Milk and Honey By: Rupi Kaur (2015)
Resilience is wisdom, acceptance, patience, flexibility, and endurance. It takes practice.
When I read this page in Rupi Kaur’s book I immediately think of the resilient women in my breast cancer groups.
I belong to a number of Facebook communities, national and international, where women of various ages are living with advance stage breast cancer. I’m also incredibly lucky to have a local support group of women with early/advanced stages of breast cancer.
These women have had chemotherapy, radiation, surgeries, reconstruction, hormonal suppression therapies, and/or more. They’ve had complications and side-effects from treatments, and anxiety waiting for scan results. They’ve experienced body image issues. They’ve spent a lot of time in appointments. They’ve had sleepless nights, and fear of the unknown. They've gone through treatment while taking care of young children. They've continued to work throughout treatment, or struggled going back to work after treatment has ended. They've lost friends to the disease. Most important, they’ve all rode the mental and emotional rollercoaster that comes with the territory.
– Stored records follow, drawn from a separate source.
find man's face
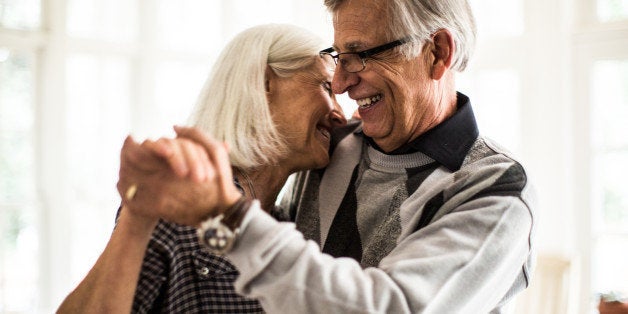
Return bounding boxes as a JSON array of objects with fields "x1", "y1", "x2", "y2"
[{"x1": 331, "y1": 0, "x2": 439, "y2": 152}]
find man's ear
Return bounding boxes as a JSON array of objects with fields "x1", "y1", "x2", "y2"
[{"x1": 430, "y1": 29, "x2": 455, "y2": 80}]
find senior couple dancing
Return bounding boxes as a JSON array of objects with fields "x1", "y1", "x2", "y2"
[{"x1": 58, "y1": 0, "x2": 536, "y2": 313}]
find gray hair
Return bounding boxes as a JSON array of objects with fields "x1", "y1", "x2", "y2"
[
  {"x1": 188, "y1": 24, "x2": 324, "y2": 169},
  {"x1": 324, "y1": 0, "x2": 477, "y2": 71}
]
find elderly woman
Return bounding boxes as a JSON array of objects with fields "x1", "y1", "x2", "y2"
[{"x1": 58, "y1": 23, "x2": 345, "y2": 313}]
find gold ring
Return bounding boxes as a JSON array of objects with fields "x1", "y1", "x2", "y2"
[{"x1": 125, "y1": 184, "x2": 138, "y2": 200}]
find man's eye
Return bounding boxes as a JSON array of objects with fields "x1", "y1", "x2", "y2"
[{"x1": 323, "y1": 82, "x2": 332, "y2": 95}]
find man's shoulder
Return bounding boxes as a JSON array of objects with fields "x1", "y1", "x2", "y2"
[
  {"x1": 462, "y1": 136, "x2": 525, "y2": 169},
  {"x1": 458, "y1": 136, "x2": 533, "y2": 198},
  {"x1": 330, "y1": 119, "x2": 362, "y2": 153}
]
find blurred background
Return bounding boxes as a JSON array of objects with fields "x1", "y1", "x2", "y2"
[{"x1": 0, "y1": 0, "x2": 627, "y2": 313}]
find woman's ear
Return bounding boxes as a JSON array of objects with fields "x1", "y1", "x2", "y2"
[
  {"x1": 264, "y1": 65, "x2": 276, "y2": 93},
  {"x1": 430, "y1": 29, "x2": 455, "y2": 80}
]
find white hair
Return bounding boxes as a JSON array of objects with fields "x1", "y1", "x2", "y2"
[
  {"x1": 324, "y1": 0, "x2": 477, "y2": 71},
  {"x1": 188, "y1": 24, "x2": 324, "y2": 169}
]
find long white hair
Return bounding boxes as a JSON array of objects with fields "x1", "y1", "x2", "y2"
[{"x1": 188, "y1": 24, "x2": 324, "y2": 169}]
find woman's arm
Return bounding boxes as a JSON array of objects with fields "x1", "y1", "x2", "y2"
[
  {"x1": 58, "y1": 134, "x2": 209, "y2": 313},
  {"x1": 56, "y1": 207, "x2": 157, "y2": 313}
]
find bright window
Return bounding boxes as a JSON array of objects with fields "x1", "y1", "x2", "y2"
[
  {"x1": 470, "y1": 0, "x2": 524, "y2": 38},
  {"x1": 590, "y1": 60, "x2": 628, "y2": 296},
  {"x1": 66, "y1": 0, "x2": 138, "y2": 42},
  {"x1": 156, "y1": 0, "x2": 222, "y2": 52},
  {"x1": 458, "y1": 69, "x2": 521, "y2": 154},
  {"x1": 597, "y1": 0, "x2": 628, "y2": 22},
  {"x1": 65, "y1": 53, "x2": 133, "y2": 282},
  {"x1": 0, "y1": 49, "x2": 39, "y2": 313},
  {"x1": 152, "y1": 60, "x2": 208, "y2": 133},
  {"x1": 0, "y1": 0, "x2": 41, "y2": 30},
  {"x1": 0, "y1": 1, "x2": 332, "y2": 312}
]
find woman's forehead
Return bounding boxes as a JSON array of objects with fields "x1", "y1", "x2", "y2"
[{"x1": 311, "y1": 57, "x2": 334, "y2": 79}]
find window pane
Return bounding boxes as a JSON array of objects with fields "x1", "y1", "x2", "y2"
[
  {"x1": 228, "y1": 0, "x2": 294, "y2": 37},
  {"x1": 591, "y1": 60, "x2": 628, "y2": 232},
  {"x1": 67, "y1": 0, "x2": 138, "y2": 42},
  {"x1": 597, "y1": 0, "x2": 628, "y2": 23},
  {"x1": 0, "y1": 49, "x2": 38, "y2": 313},
  {"x1": 143, "y1": 60, "x2": 208, "y2": 137},
  {"x1": 594, "y1": 152, "x2": 628, "y2": 232},
  {"x1": 593, "y1": 235, "x2": 628, "y2": 296},
  {"x1": 457, "y1": 69, "x2": 521, "y2": 154},
  {"x1": 0, "y1": 0, "x2": 41, "y2": 30},
  {"x1": 591, "y1": 59, "x2": 628, "y2": 297},
  {"x1": 157, "y1": 0, "x2": 222, "y2": 52},
  {"x1": 591, "y1": 60, "x2": 628, "y2": 150},
  {"x1": 65, "y1": 53, "x2": 132, "y2": 283},
  {"x1": 470, "y1": 0, "x2": 524, "y2": 38}
]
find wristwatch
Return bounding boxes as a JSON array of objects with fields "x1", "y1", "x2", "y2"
[{"x1": 197, "y1": 197, "x2": 251, "y2": 255}]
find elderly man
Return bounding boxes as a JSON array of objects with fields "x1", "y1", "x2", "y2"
[{"x1": 116, "y1": 0, "x2": 536, "y2": 313}]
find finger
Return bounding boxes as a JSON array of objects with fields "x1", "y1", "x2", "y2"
[
  {"x1": 118, "y1": 136, "x2": 153, "y2": 202},
  {"x1": 195, "y1": 142, "x2": 214, "y2": 183},
  {"x1": 213, "y1": 142, "x2": 237, "y2": 199},
  {"x1": 144, "y1": 138, "x2": 189, "y2": 177},
  {"x1": 121, "y1": 135, "x2": 142, "y2": 165},
  {"x1": 174, "y1": 126, "x2": 225, "y2": 173},
  {"x1": 179, "y1": 139, "x2": 210, "y2": 183},
  {"x1": 122, "y1": 137, "x2": 165, "y2": 172},
  {"x1": 175, "y1": 126, "x2": 239, "y2": 203},
  {"x1": 141, "y1": 138, "x2": 173, "y2": 160}
]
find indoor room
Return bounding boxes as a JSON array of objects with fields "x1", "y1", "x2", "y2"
[{"x1": 0, "y1": 0, "x2": 627, "y2": 313}]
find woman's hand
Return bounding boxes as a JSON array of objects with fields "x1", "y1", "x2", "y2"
[{"x1": 117, "y1": 127, "x2": 241, "y2": 226}]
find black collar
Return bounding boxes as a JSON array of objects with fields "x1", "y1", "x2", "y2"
[{"x1": 362, "y1": 92, "x2": 479, "y2": 171}]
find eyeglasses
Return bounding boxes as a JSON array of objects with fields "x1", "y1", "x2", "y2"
[{"x1": 319, "y1": 37, "x2": 412, "y2": 73}]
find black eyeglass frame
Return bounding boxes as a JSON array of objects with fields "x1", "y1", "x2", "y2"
[{"x1": 319, "y1": 36, "x2": 413, "y2": 73}]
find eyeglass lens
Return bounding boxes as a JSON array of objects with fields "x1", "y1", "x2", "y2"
[{"x1": 337, "y1": 54, "x2": 365, "y2": 73}]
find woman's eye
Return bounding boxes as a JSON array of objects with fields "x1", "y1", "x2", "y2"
[{"x1": 323, "y1": 82, "x2": 332, "y2": 95}]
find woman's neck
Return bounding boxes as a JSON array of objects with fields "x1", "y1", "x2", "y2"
[{"x1": 235, "y1": 165, "x2": 292, "y2": 212}]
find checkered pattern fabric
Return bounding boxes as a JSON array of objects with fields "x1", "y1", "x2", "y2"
[{"x1": 132, "y1": 220, "x2": 264, "y2": 313}]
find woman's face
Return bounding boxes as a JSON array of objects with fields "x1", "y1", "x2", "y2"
[{"x1": 268, "y1": 56, "x2": 345, "y2": 172}]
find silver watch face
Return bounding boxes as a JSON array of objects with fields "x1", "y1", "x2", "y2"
[{"x1": 197, "y1": 214, "x2": 236, "y2": 255}]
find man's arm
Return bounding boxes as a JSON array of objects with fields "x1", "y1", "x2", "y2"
[{"x1": 226, "y1": 192, "x2": 533, "y2": 314}]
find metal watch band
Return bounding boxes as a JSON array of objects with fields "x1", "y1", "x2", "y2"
[{"x1": 197, "y1": 197, "x2": 252, "y2": 255}]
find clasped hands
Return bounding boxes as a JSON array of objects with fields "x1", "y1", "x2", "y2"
[{"x1": 117, "y1": 126, "x2": 242, "y2": 227}]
Resilience when facing cancer doesn’t come easy. The trauma is real and bouncing back is hard. But somehow you just do. Especially with metastatic cancer, when the grief just keeps coming, in one form or another, you have to figure out how to endure. When I think about everything I’ve been through in the past three years, I’m amazed I haven’t completely lost my mind.
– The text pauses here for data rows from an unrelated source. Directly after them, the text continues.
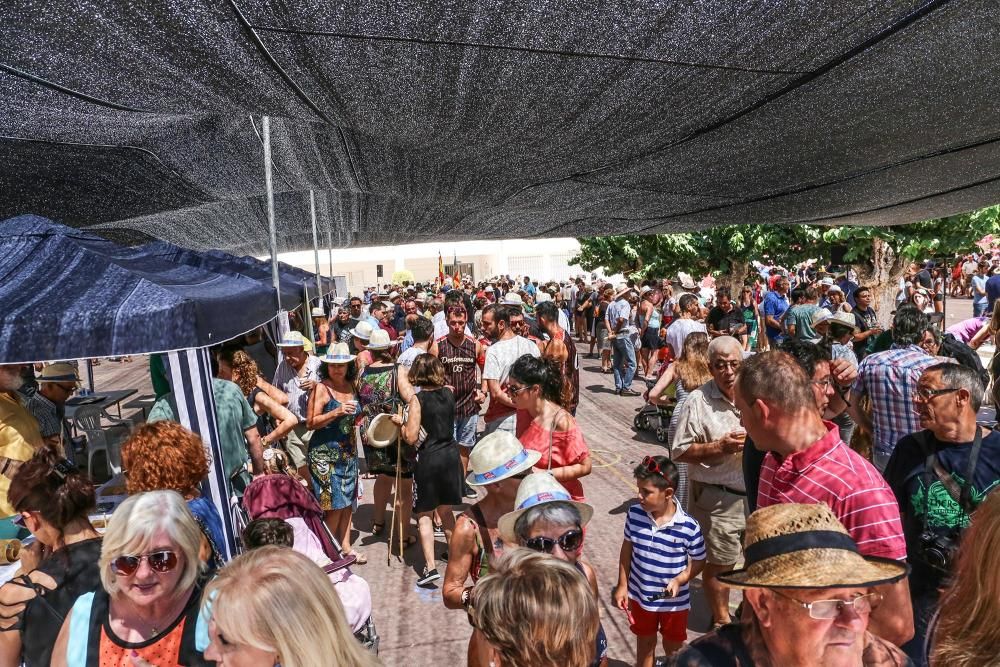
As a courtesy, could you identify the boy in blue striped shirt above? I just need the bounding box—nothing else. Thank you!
[614,455,706,666]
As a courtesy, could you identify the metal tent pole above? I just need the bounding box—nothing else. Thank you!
[262,116,282,313]
[310,190,323,304]
[326,225,335,294]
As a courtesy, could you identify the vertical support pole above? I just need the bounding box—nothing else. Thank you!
[310,190,323,304]
[262,116,282,313]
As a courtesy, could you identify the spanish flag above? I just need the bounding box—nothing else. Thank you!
[453,250,461,287]
[438,251,445,285]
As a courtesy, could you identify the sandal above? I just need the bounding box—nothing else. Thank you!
[371,522,385,535]
[344,550,368,565]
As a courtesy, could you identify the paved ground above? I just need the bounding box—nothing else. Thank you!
[88,295,988,666]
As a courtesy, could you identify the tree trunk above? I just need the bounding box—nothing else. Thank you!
[851,236,905,326]
[717,259,751,293]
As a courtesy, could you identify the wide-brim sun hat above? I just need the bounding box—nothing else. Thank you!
[828,311,858,331]
[366,329,397,350]
[502,292,524,307]
[466,431,541,486]
[350,321,374,340]
[811,308,833,328]
[276,331,308,348]
[321,342,356,364]
[366,413,400,449]
[497,471,594,543]
[37,362,82,384]
[716,503,909,590]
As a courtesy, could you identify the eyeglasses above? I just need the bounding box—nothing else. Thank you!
[525,529,584,554]
[711,360,741,371]
[915,387,959,401]
[773,590,882,620]
[110,550,179,576]
[812,377,835,390]
[506,384,532,397]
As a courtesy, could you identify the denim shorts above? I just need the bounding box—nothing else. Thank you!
[453,414,478,448]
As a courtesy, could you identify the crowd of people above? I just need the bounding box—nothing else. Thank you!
[0,256,998,666]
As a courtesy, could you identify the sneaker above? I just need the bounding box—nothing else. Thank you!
[417,567,441,586]
[433,524,445,538]
[463,483,478,499]
[620,388,641,397]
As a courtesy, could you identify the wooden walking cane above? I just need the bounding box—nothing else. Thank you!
[387,404,405,565]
Support groups certainly help. In my local community, there are many women who have finished treatments, yet remain a part of the group to offer support and friendship. Whether this is through answering questions on Facebook, attending fundraising and social events, or sending “thinking of you” messages. The ability to hold space and help others even though it might bring up past trauma, that’s also resilient.
I think of my friend Jessica who passed away from metastatic breast cancer in October, 2017. She was always there to offer advice. When I had my first experience with pain, I messaged her asking what I should do. When I entered the palliative care program she helped me reframe it as a positive and assured me it was a good move. When I started chemotherapy she sent me a card with the most encouraging and touching message inside. For her life celebration she had picked the readings and the people she wanted to participate. She also wrote her own obituary, and much more, I’m sure. Now that she’s gone I realize how wise she was.
This post is for the women who are wise, keep bouncing back, and are a source of support to others experiencing similar trauma. You are striking.